TFS provides version control, issue tracking, build management and reporting. The primary target for this product is .NET shops who want to move on from Sourcesafe and shops that have a hodge-podge of tools that aren’t integrated. So why MS invent TFS instead of using Trac, Subversion, Jira/Bugzilla, etc? Forget that these products are all open-source for a second. Instead, think about different languages/platforms that these tools are written in.

  1. The Microsoft dev team would need to know at a minimum, C/C++, PHP, Perl, Python in order to get pieces to integrate and continue development on them. That would be a nightmare to manage. Working on any one of these pieces would be OK but trying to tie them altogether would be a challenge due to the different technology underpinning of these separate pieces. TFS is mostly written in .NET. That makes development much easier for MS.
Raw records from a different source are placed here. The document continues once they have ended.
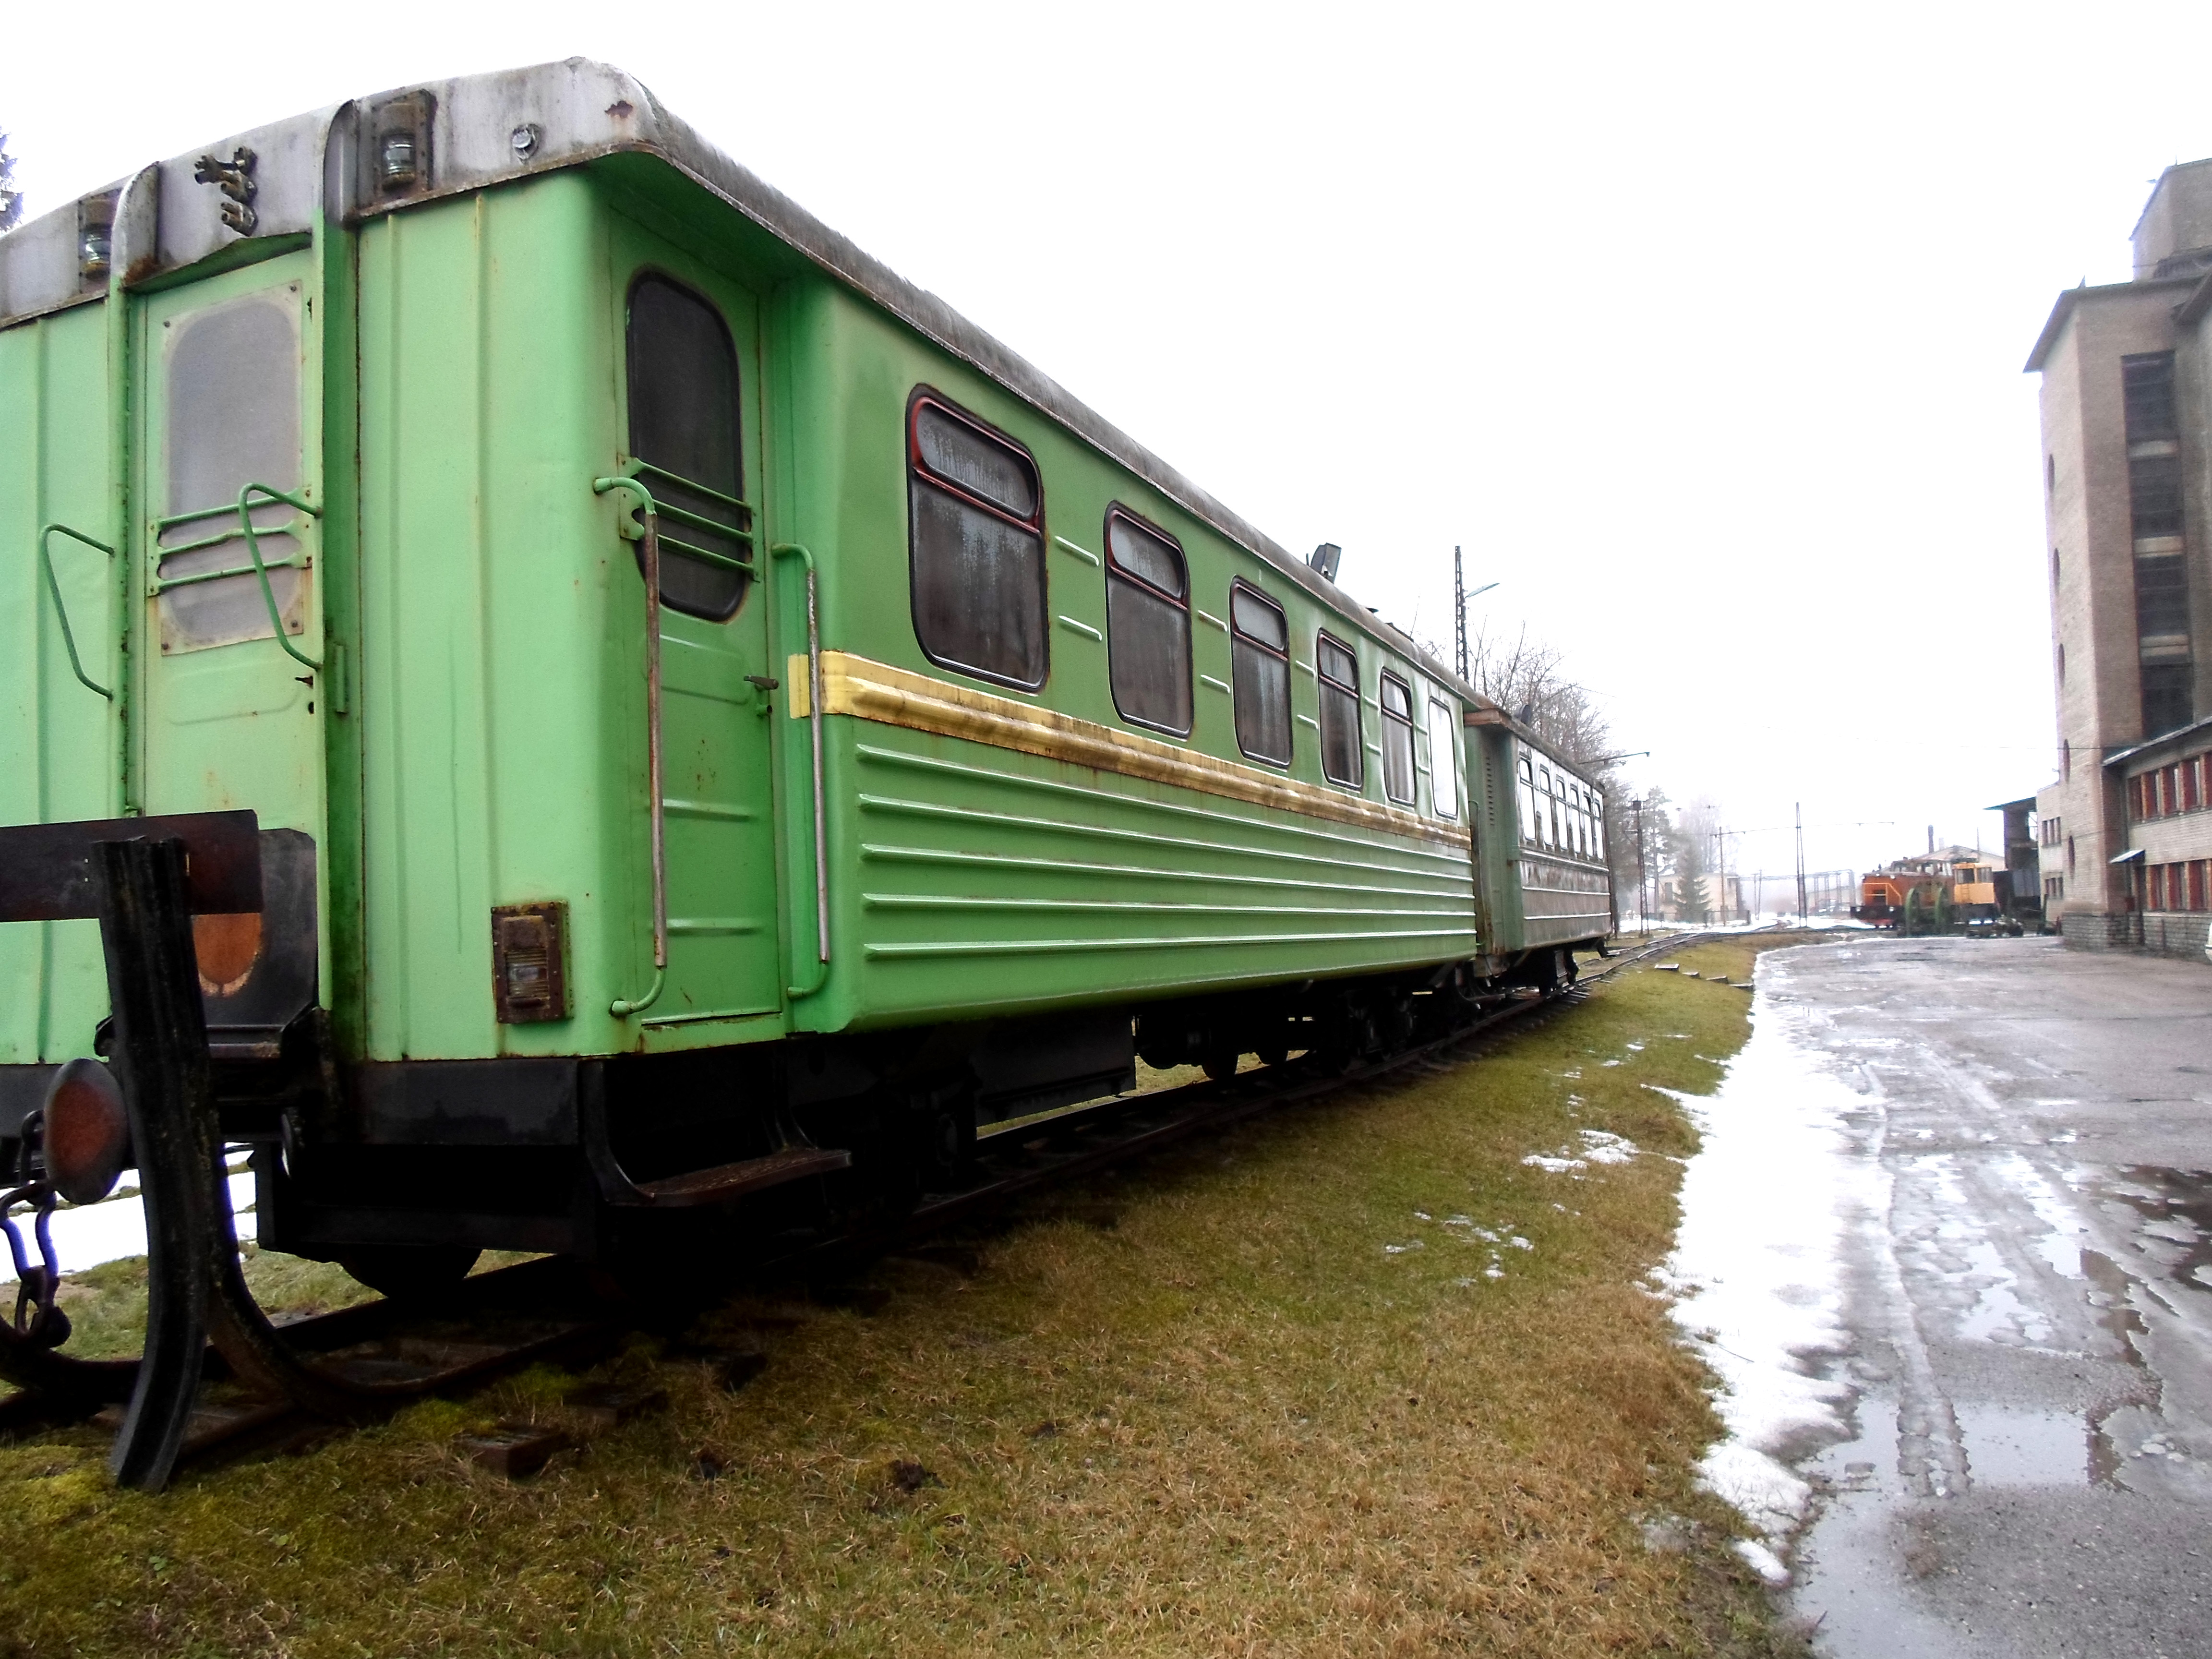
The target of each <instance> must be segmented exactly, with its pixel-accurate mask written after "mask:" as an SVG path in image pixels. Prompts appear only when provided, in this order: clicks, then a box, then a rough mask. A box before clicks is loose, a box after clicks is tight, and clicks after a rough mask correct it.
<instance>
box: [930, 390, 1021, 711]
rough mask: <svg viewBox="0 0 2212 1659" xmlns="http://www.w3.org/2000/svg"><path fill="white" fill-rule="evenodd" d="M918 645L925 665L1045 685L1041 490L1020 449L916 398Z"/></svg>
mask: <svg viewBox="0 0 2212 1659" xmlns="http://www.w3.org/2000/svg"><path fill="white" fill-rule="evenodd" d="M907 467H909V487H907V500H909V568H911V582H914V637H916V639H918V641H920V646H922V653H925V655H927V657H929V661H933V664H940V666H945V668H958V670H960V672H964V675H975V677H978V679H995V681H1000V684H1004V686H1015V688H1020V690H1035V688H1037V686H1042V684H1044V668H1046V633H1044V489H1042V484H1040V482H1037V467H1035V462H1033V460H1031V458H1029V451H1024V449H1022V447H1020V445H1015V442H1013V440H1011V438H1006V436H1004V434H998V431H993V429H991V427H987V425H984V422H982V420H978V418H975V416H971V414H967V411H964V409H956V407H953V405H951V403H945V400H942V398H936V396H933V394H929V392H916V396H914V405H911V409H909V416H907Z"/></svg>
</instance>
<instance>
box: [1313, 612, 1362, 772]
mask: <svg viewBox="0 0 2212 1659" xmlns="http://www.w3.org/2000/svg"><path fill="white" fill-rule="evenodd" d="M1314 672H1318V675H1321V776H1325V779H1327V781H1329V783H1343V785H1345V787H1347V790H1358V787H1360V785H1363V783H1365V779H1367V754H1365V750H1363V748H1360V743H1363V739H1360V659H1358V657H1354V655H1352V650H1349V646H1343V644H1340V641H1336V639H1329V635H1325V633H1323V635H1314Z"/></svg>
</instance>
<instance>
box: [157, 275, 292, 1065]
mask: <svg viewBox="0 0 2212 1659" xmlns="http://www.w3.org/2000/svg"><path fill="white" fill-rule="evenodd" d="M310 279H312V268H310V257H307V254H305V252H299V254H285V257H281V259H270V261H263V263H259V265H248V268H246V270H234V272H228V274H221V276H210V279H204V281H197V283H188V285H184V288H173V290H166V292H159V294H153V296H148V299H146V301H142V307H144V310H142V314H139V330H142V332H139V352H137V363H139V365H142V369H139V372H142V396H139V400H137V407H139V414H137V438H139V442H137V471H139V491H137V502H139V526H137V531H139V538H142V540H139V549H142V557H139V560H137V566H135V568H137V571H139V588H142V597H139V606H142V611H139V619H142V622H139V630H137V639H135V641H133V668H135V675H137V690H139V706H137V708H135V710H133V726H135V728H137V730H135V734H133V741H135V748H137V759H139V768H142V772H139V776H142V801H144V810H146V812H155V814H159V812H210V810H223V807H250V810H252V812H257V814H259V816H261V830H263V843H261V858H263V914H261V916H201V918H195V942H197V947H199V971H201V991H204V995H206V1009H208V1026H210V1037H212V1040H215V1044H217V1051H219V1053H223V1051H228V1053H234V1055H252V1053H274V1046H276V1037H279V1033H281V1031H283V1026H285V1024H288V1022H290V1020H292V1015H296V1013H299V1011H301V1009H305V1006H307V1004H312V1002H314V1000H316V984H319V925H316V916H319V900H316V887H319V872H316V849H319V847H321V845H323V841H325V838H323V812H325V796H323V719H325V717H327V712H330V688H327V677H325V672H323V657H325V653H327V646H325V641H323V611H321V591H319V586H321V582H323V571H321V568H319V551H321V540H319V531H316V518H319V511H321V502H323V491H321V484H323V478H321V467H319V456H321V418H319V414H321V398H319V392H316V387H319V380H321V376H319V372H316V361H319V358H316V343H314V323H312V283H310ZM241 498H243V502H246V504H243V509H241Z"/></svg>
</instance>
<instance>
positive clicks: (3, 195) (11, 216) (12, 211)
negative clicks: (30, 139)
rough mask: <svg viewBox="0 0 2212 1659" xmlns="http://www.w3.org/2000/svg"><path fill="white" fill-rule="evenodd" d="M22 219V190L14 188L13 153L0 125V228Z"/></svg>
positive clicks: (13, 165)
mask: <svg viewBox="0 0 2212 1659" xmlns="http://www.w3.org/2000/svg"><path fill="white" fill-rule="evenodd" d="M20 219H22V190H18V188H15V153H13V150H9V146H7V128H4V126H0V230H9V228H11V226H13V223H15V221H20Z"/></svg>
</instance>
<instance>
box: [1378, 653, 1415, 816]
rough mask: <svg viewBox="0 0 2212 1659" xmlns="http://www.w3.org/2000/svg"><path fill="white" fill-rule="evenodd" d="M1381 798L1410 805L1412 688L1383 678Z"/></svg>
mask: <svg viewBox="0 0 2212 1659" xmlns="http://www.w3.org/2000/svg"><path fill="white" fill-rule="evenodd" d="M1383 794H1387V796H1389V799H1391V801H1396V803H1400V805H1407V807H1409V805H1413V688H1411V686H1407V684H1405V681H1402V679H1396V677H1394V675H1383Z"/></svg>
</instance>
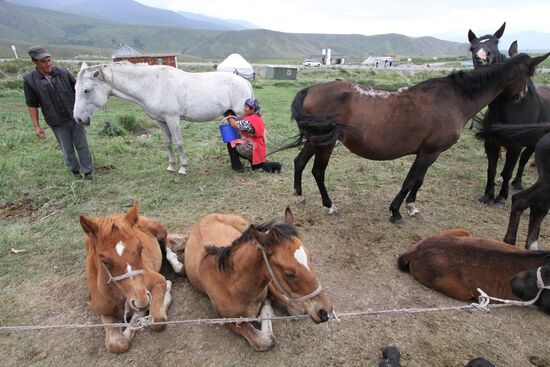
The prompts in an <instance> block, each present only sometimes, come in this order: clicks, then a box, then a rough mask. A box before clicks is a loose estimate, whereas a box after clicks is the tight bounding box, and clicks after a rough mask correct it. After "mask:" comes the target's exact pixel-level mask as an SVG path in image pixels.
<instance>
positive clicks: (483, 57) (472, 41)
mask: <svg viewBox="0 0 550 367" xmlns="http://www.w3.org/2000/svg"><path fill="white" fill-rule="evenodd" d="M505 27H506V22H504V23H503V24H502V26H501V27H500V28H499V29H498V30H497V31H496V32H495V33H494V34H487V35H485V36H482V37H479V38H478V37H477V36H476V35H475V33H474V32H472V30H471V29H470V30H469V31H468V40H469V41H470V52H472V61H473V63H474V67H475V68H477V67H480V66H487V65H491V64H494V63H497V62H500V61H503V60H504V59H505V56H504V55H502V54H501V53H500V51H499V50H498V41H499V39H500V37H502V34H503V33H504V28H505Z"/></svg>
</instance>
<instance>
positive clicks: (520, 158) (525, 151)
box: [512, 145, 535, 190]
mask: <svg viewBox="0 0 550 367" xmlns="http://www.w3.org/2000/svg"><path fill="white" fill-rule="evenodd" d="M534 151H535V146H533V145H530V146H528V147H527V148H525V149H524V150H523V152H522V153H521V156H520V158H519V163H518V170H517V172H516V177H514V180H513V181H512V187H513V188H514V190H523V185H522V180H523V171H524V170H525V166H526V165H527V162H529V158H531V154H533V152H534Z"/></svg>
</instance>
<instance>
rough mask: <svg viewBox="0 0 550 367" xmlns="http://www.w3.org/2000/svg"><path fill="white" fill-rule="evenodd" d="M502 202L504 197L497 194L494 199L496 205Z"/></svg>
mask: <svg viewBox="0 0 550 367" xmlns="http://www.w3.org/2000/svg"><path fill="white" fill-rule="evenodd" d="M504 203H506V198H503V197H501V196H499V197H497V198H496V199H495V204H496V205H504Z"/></svg>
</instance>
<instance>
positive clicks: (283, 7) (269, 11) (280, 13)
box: [136, 0, 550, 40]
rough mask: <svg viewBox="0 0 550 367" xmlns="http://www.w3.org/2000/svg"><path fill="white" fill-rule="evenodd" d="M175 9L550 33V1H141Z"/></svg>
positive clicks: (366, 21)
mask: <svg viewBox="0 0 550 367" xmlns="http://www.w3.org/2000/svg"><path fill="white" fill-rule="evenodd" d="M136 1H137V2H139V3H142V4H145V5H149V6H153V7H156V8H162V9H168V10H173V11H178V10H179V11H186V12H191V13H197V14H202V15H206V16H210V17H215V18H221V19H242V20H246V21H248V22H250V23H252V24H255V25H256V26H258V27H260V28H264V29H270V30H273V31H280V32H288V33H331V34H335V33H338V34H362V35H375V34H386V33H399V34H404V35H407V36H410V37H422V36H442V35H445V36H447V37H446V38H452V37H461V38H463V39H464V40H466V35H467V32H468V29H472V30H473V31H474V32H475V33H476V34H477V35H478V36H479V35H483V34H487V33H494V32H495V31H496V30H497V29H498V28H499V27H500V26H501V25H502V23H503V22H504V21H506V33H508V34H510V33H520V32H525V31H537V32H543V33H550V21H549V20H548V17H549V16H550V0H498V1H497V0H475V1H473V0H454V1H447V0H420V1H418V0H417V1H413V0H393V1H392V0H376V1H372V0H277V1H262V0H255V1H252V0H193V1H181V0H179V1H178V0H136Z"/></svg>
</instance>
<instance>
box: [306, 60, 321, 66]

  2. Now what about Microsoft’s TFS customers would have to deal with if they shipped a product with Trac, Subversion, Jira/Bugzilla. They probably need to install Apache (probably optional), PHP, Perl and Python in order to get this thing installed. How well do you think that’s going to be received in a shop that’s mostly Windows oriented and probably touched any of these technologies?

I agree the world would be a better place if we can standardize on fundamental pieces of infrastructure but the world is a very heterogeneous place. Microsoft has some very legitimate reasons for doing what it does.

I’ve used VSS and Subversion. I have had no trouble at all with VSS each and every time I use it. Subversion is a nightmare each and every time I use it. Just one perspective from one developer …

Microsoft’s policy is all about risk mitigation. Imagine you had to replace eleventy-billion copies of Windows or Office at your expense because some court found that you had accidentally infringed someone’s IP by including open source code that had in reality been copy-and-pasted from a closed source origin.

This is one of the reasons I kinda like Eclipse more than Visual Studio - even though Eclipse is slow, buggy, and has a horrible UI compared to VS, it comes out of the box with support for things like jUnit, Ant, and Trac/JIRA - the tools Java developers actually use. And it’s so easy to add Subversion or Perforce support via plugins. The free Visual Studio editions can’tuse ANY source control or test framework from within them, which just reinforces bad programming practices.